Below I implement three simple classes NamedAxis, NamedAxes, and NamedArray (yes I am aware of xarray, this is for my own learning purposes). Mostly it works fine. However, I notice something very frustrating when I rerun flip

from copy import deepcopy
from dataclasses import dataclass, field
from typing import List, Dict, Union, Optional, Any, Callable, TypeVar, Generic, Type, cast, Tuple
import numpy as np, pandas as pd


@dataclass
class NamedAxis:
    # name of axis
    name: str
    # index of axis
    axis: Optional[int] = None

    def __str__(self):
        return f'{self.name}({self.axis})'
    
    __repr__ = __str__

    def copy(self) -> 'NamedAxis':
        copy = deepcopy(self)
        return copy

    
@dataclass    
class NamedAxes:
    axes: Union[List[NamedAxis], Tuple[NamedAxis]]
    name: Optional[str] = 'NamedAxes'
    umap: Dict[str, NamedAxis] = field(default_factory=dict, init=False, repr=False)
    
    def __post_init__(self):
        # assign unique id to each axis
        for i, axis in enumerate(self.axes):
            axis.axis = i
        
        self.umap = {ax.axis: ax for ax in self.axes}

    @property
    def ndim(self):
        return len(self.axes)
    
    @property
    def anames(self):
        # names in current location
        return [str(ax.name) for ax in self.axes]
    
    @property
    def aidxs(self):
        # original location as ax.axis should never be changed
        return [int(ax.axis) for ax in self.axes]
    
    @property
    def alocs(self):
        # current location
        return list(range(len(self)))

    def __getitem__(self, key:Union[int, str, NamedAxis]) -> NamedAxis:
        # NOTE: this gets current location of axis, not original location
        if isinstance(key, int):
            return self.axes[key]
        
        # NOTE: this gets location based off original location
        elif isinstance(key, NamedAxis):
            return self.umap[key.axis]

        # NOTE: this gets location based off original location
        elif isinstance(key, str):
            for ax in self.umap.values():
                if key == ax.name:
                    return ax
                
                elif key == str(ax.axis):
                    return ax    
        else:
            raise KeyError(f'Key {key} not found in {self.name}')
        
    def __str__(self):
        _str = f'{self.name}(' + ', '.join(self.anames) + ')'
        return _str
    
    __repr__ = __str__
    
    def __iter__(self):
        return iter(self.axes)

    def __len__(self):
        return len(self.axes)
    
    def copy(self):
        copy = deepcopy(self)
        copy.umap = self.umap.copy()
        return copy
    
    def index(self, key:Union[int, str, NamedAxis]):
        ax = self[key]
        return self.axes.index(ax)

    def transpose(self, *order:Union[str, int, NamedAxis]):
        # check input and convert to axes
        update_axes = [self[key] for key in order]

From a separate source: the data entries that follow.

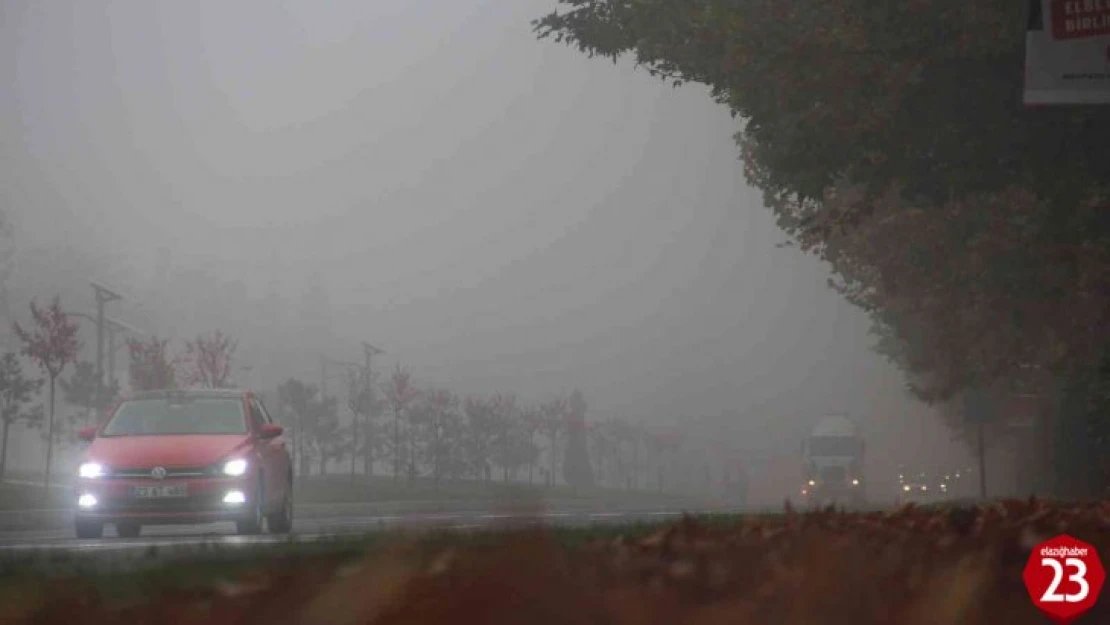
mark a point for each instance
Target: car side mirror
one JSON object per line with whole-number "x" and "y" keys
{"x": 87, "y": 434}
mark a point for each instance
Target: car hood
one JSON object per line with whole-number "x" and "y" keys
{"x": 143, "y": 452}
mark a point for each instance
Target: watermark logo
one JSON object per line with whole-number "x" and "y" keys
{"x": 1065, "y": 577}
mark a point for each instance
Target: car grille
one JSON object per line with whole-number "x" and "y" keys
{"x": 192, "y": 503}
{"x": 144, "y": 473}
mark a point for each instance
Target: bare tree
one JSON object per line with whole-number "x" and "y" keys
{"x": 400, "y": 392}
{"x": 52, "y": 344}
{"x": 150, "y": 368}
{"x": 553, "y": 419}
{"x": 17, "y": 391}
{"x": 208, "y": 360}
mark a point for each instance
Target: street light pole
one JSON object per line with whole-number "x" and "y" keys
{"x": 103, "y": 295}
{"x": 115, "y": 326}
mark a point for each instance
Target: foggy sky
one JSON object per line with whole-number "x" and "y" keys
{"x": 498, "y": 213}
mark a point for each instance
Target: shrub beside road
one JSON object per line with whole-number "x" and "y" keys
{"x": 912, "y": 566}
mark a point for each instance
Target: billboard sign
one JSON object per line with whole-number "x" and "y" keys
{"x": 1068, "y": 52}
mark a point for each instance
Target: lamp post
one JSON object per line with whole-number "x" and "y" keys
{"x": 103, "y": 295}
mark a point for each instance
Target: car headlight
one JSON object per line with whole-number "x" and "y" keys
{"x": 90, "y": 470}
{"x": 234, "y": 467}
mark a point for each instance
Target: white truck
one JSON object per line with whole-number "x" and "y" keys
{"x": 833, "y": 463}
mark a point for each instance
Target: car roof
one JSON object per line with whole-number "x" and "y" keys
{"x": 226, "y": 393}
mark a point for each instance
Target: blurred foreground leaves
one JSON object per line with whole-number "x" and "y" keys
{"x": 910, "y": 566}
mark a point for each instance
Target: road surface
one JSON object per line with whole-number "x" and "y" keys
{"x": 342, "y": 523}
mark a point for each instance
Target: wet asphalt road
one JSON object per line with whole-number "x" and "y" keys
{"x": 321, "y": 526}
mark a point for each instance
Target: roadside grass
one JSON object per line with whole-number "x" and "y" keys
{"x": 911, "y": 565}
{"x": 342, "y": 489}
{"x": 27, "y": 496}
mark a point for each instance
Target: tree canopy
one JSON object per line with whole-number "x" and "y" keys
{"x": 891, "y": 140}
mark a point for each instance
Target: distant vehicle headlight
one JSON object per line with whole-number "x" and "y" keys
{"x": 90, "y": 470}
{"x": 234, "y": 467}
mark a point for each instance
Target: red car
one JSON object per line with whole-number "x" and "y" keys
{"x": 185, "y": 457}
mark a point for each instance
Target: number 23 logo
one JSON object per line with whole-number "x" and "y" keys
{"x": 1079, "y": 576}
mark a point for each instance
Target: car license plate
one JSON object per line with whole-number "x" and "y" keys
{"x": 159, "y": 492}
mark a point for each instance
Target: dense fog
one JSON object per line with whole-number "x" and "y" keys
{"x": 497, "y": 214}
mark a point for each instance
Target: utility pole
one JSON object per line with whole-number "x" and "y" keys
{"x": 369, "y": 352}
{"x": 103, "y": 295}
{"x": 114, "y": 326}
{"x": 982, "y": 462}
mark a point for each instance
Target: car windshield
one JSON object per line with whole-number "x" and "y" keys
{"x": 834, "y": 446}
{"x": 178, "y": 415}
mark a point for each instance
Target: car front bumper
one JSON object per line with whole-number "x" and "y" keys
{"x": 203, "y": 502}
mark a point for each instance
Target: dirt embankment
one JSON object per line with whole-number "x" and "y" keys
{"x": 914, "y": 566}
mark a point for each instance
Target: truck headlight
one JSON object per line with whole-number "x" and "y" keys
{"x": 234, "y": 467}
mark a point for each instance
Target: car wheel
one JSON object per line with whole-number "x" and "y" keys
{"x": 89, "y": 528}
{"x": 252, "y": 525}
{"x": 281, "y": 522}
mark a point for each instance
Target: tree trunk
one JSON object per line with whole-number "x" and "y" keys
{"x": 3, "y": 447}
{"x": 367, "y": 455}
{"x": 552, "y": 453}
{"x": 354, "y": 444}
{"x": 50, "y": 437}
{"x": 303, "y": 466}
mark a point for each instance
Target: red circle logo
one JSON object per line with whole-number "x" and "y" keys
{"x": 1065, "y": 577}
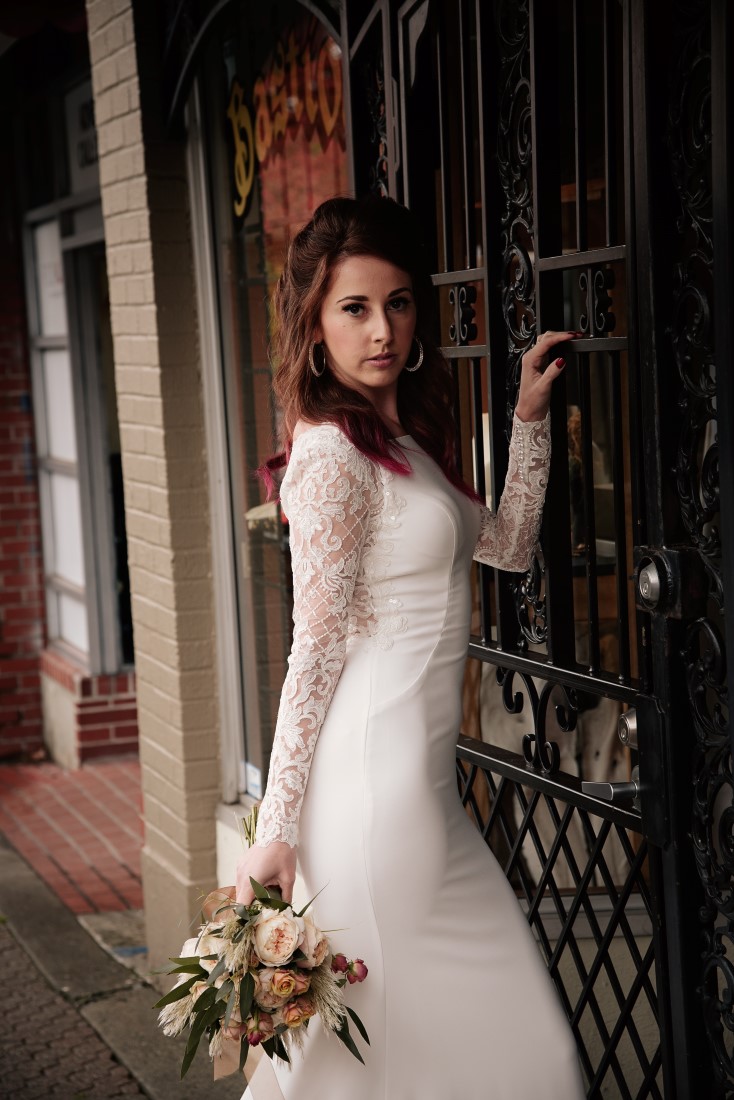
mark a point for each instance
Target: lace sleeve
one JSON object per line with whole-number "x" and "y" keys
{"x": 326, "y": 495}
{"x": 507, "y": 538}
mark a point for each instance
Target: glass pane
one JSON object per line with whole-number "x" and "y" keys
{"x": 73, "y": 622}
{"x": 59, "y": 405}
{"x": 50, "y": 275}
{"x": 273, "y": 113}
{"x": 66, "y": 517}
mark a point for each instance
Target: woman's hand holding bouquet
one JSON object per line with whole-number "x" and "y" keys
{"x": 258, "y": 972}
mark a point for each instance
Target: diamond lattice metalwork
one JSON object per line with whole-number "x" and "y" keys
{"x": 582, "y": 882}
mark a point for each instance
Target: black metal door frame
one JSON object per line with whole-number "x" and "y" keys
{"x": 679, "y": 689}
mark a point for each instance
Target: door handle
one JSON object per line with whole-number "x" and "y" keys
{"x": 626, "y": 728}
{"x": 616, "y": 793}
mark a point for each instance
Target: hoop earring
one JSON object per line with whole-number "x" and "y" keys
{"x": 419, "y": 360}
{"x": 315, "y": 372}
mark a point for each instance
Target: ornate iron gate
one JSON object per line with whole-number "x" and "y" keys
{"x": 559, "y": 155}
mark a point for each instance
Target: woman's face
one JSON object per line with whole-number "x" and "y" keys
{"x": 367, "y": 323}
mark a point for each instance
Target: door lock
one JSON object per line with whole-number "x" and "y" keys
{"x": 626, "y": 728}
{"x": 649, "y": 584}
{"x": 619, "y": 794}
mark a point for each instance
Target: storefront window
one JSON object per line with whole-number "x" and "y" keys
{"x": 275, "y": 147}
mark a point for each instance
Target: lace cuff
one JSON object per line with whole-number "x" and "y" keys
{"x": 507, "y": 538}
{"x": 327, "y": 494}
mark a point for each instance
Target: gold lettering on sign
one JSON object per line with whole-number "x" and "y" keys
{"x": 299, "y": 88}
{"x": 244, "y": 153}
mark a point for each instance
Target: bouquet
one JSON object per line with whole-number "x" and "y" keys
{"x": 255, "y": 976}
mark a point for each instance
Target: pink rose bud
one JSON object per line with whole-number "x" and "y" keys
{"x": 339, "y": 964}
{"x": 357, "y": 971}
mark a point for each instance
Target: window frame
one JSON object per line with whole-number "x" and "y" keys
{"x": 98, "y": 593}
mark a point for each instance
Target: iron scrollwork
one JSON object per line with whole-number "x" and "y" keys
{"x": 539, "y": 752}
{"x": 515, "y": 168}
{"x": 374, "y": 83}
{"x": 594, "y": 284}
{"x": 462, "y": 298}
{"x": 529, "y": 595}
{"x": 697, "y": 470}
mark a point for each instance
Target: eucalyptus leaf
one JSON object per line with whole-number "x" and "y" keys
{"x": 360, "y": 1026}
{"x": 192, "y": 1046}
{"x": 342, "y": 1032}
{"x": 225, "y": 990}
{"x": 205, "y": 1000}
{"x": 221, "y": 966}
{"x": 176, "y": 993}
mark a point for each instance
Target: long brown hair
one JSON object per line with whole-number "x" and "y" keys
{"x": 340, "y": 228}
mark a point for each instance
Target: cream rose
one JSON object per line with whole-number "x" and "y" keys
{"x": 265, "y": 996}
{"x": 283, "y": 982}
{"x": 314, "y": 945}
{"x": 276, "y": 935}
{"x": 297, "y": 1012}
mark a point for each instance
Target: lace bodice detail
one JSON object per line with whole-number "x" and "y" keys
{"x": 507, "y": 538}
{"x": 328, "y": 495}
{"x": 344, "y": 512}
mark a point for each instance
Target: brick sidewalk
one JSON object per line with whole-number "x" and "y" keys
{"x": 46, "y": 1048}
{"x": 80, "y": 831}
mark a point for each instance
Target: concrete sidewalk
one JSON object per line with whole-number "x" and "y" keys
{"x": 76, "y": 1023}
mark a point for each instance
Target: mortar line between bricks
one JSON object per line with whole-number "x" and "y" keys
{"x": 84, "y": 821}
{"x": 126, "y": 804}
{"x": 85, "y": 856}
{"x": 123, "y": 798}
{"x": 50, "y": 856}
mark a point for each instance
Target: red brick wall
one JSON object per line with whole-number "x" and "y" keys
{"x": 22, "y": 609}
{"x": 105, "y": 708}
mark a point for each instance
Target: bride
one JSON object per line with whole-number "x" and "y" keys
{"x": 362, "y": 791}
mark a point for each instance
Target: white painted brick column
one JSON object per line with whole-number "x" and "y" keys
{"x": 160, "y": 406}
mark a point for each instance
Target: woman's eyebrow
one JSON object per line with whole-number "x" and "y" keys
{"x": 363, "y": 297}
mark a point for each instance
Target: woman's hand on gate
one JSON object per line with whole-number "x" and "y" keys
{"x": 273, "y": 866}
{"x": 538, "y": 376}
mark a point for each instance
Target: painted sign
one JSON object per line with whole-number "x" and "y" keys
{"x": 299, "y": 90}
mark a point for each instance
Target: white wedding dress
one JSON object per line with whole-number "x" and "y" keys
{"x": 458, "y": 1002}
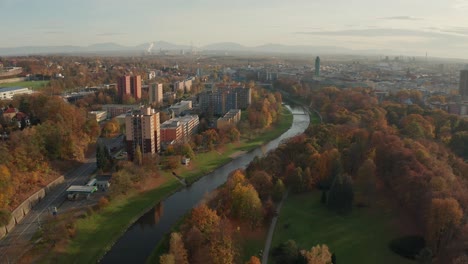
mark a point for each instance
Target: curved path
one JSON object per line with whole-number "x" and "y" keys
{"x": 17, "y": 242}
{"x": 266, "y": 250}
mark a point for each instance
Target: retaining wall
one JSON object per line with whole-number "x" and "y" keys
{"x": 25, "y": 207}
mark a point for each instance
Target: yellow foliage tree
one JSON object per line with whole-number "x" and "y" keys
{"x": 318, "y": 255}
{"x": 445, "y": 217}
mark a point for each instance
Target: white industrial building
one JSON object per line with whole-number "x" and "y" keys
{"x": 7, "y": 93}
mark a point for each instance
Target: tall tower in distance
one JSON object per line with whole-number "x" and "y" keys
{"x": 130, "y": 85}
{"x": 464, "y": 84}
{"x": 156, "y": 93}
{"x": 143, "y": 131}
{"x": 317, "y": 66}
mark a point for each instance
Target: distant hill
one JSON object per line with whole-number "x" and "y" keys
{"x": 167, "y": 46}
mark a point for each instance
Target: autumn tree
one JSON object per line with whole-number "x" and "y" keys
{"x": 340, "y": 196}
{"x": 253, "y": 260}
{"x": 138, "y": 159}
{"x": 318, "y": 255}
{"x": 177, "y": 249}
{"x": 102, "y": 160}
{"x": 445, "y": 217}
{"x": 278, "y": 190}
{"x": 110, "y": 128}
{"x": 246, "y": 204}
{"x": 262, "y": 183}
{"x": 6, "y": 187}
{"x": 167, "y": 259}
{"x": 204, "y": 219}
{"x": 365, "y": 182}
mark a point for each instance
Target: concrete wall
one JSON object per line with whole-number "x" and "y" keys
{"x": 24, "y": 208}
{"x": 12, "y": 80}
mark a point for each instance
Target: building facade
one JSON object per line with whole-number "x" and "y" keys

        # gather the axes that are not in the provided order
        needed_axes = [ax for ax in self.axes if ax not in update_axes]
        
        # the new order of axes is the updated axes followed by the needed axes
        new_order = update_axes + needed_axes
        print('NamedAxes.transpose:\t', self.name, self.axes, new_order)

        # rearrange axes according to the new order
        self.axes = new_order
        return self


a, b, c = NamedAxis('axis-a'), NamedAxis('axis-b'), NamedAxis('axis-c')
abc = NamedAxes((a, b, c))
abc




class NamedArray(np.ndarray):
    DIMS = NamedAxes([NamedAxis('axis-a'), NamedAxis('axis-b'), NamedAxis('axis-c')], name='Trajectories')
    
    def __new__(cls, arr, dims=None):
        obj = np.asarray(arr).view(cls)        
        obj.dims = (dims or cls.DIMS).copy()
        return obj
    
    def __new__(cls, arr, dims:NamedAxes=None):
        # Input array is an already formed ndarray instance
        # We first cast to be our class type
        obj = np.asarray(arr).view(cls)
        # add the new attribute to the created instance
        obj.dims = (dims or cls.DIMS).copy()      
        # Finally, we must return the newly created object:
        return obj
            
    def __array_finalize__(self, obj):
        print('finalize, dims=', getattr(obj, 'dims', None))
        print('finalize, obj=', obj)
        if obj is None: return        
        self.dims = getattr(obj, 'dims', self.DIMS.copy())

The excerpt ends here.